The following topics describe probabilities and weights.
When matching and unmatching conditional probabilities are used, the match engine uses a logarithmic formula to determine agreement and disagreement weights between fields. The m-probabilities and u-probabilities you specify determine the maximum agreement weight and minimum disagreement weight for each field, and so define the agreement and disagreement weight ranges for each field and for the entire record. These probabilities allow you to specify which fields provide the most reliable matching information and which provide the least. For example, in person matching, the gender field is not as reliable as the SSN field for determining a match since a person’s SSN is more specific. Therefore, the SSN field should have a higher m-probability than the gender field. The more reliable the field, the greater the m-probability for that field should be.
If a field matches between two records, an agreement weight, determined by the logarithmic formula using the m-probability and u-probability, is added to the composite match weight for the record. If the fields disagree, a disagreement weight is subtracted from the composite match weight. m-probabilities and u-probabilities are expressed as double values between one and zero (excluding one and zero) and can have up to 16 decimal points.

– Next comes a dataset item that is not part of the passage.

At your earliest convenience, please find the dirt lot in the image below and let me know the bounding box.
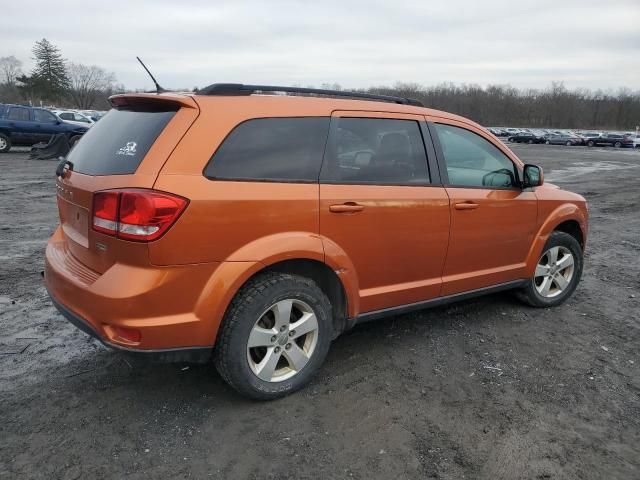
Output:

Defining agreement and disagreement weight ranges is a more direct way to implement m-probabilities and u-probabilities. Like probabilities, the maximum agreement and minimum disagreement weights you define for each field allow you to define the relative reliability of each field; however, the match weight has a more linear relationship with the numbers you specify. When you use agreement and disagreement weight ranges to determine the match weight, you define a maximum weight for each field when they are in complete agreement and a minimum weight for when they are in complete disagreement. The Oracle Java CAPS Match Engine assigns a matching weight to each field that falls between the agreement and disagreement weights specified for the field. This provides a more convenient and intuitive representation of conditional probabilities.
Using the SSN and gender field example above, the SSN field would be assigned a higher maximum agreement weight and a lower minimum disagreement weight than the gender field because it is more reliable. If you assign a maximum agreement weight of “10” and two SSNs match, the match weight for that field is “10”. If you assign a minimum disagreement weight of “-10” and two SSNs are in complete disagreement, the match weight for that field is “-10”. Agreement and disagreement weights are expressed as double values and can have up to 16 decimal points.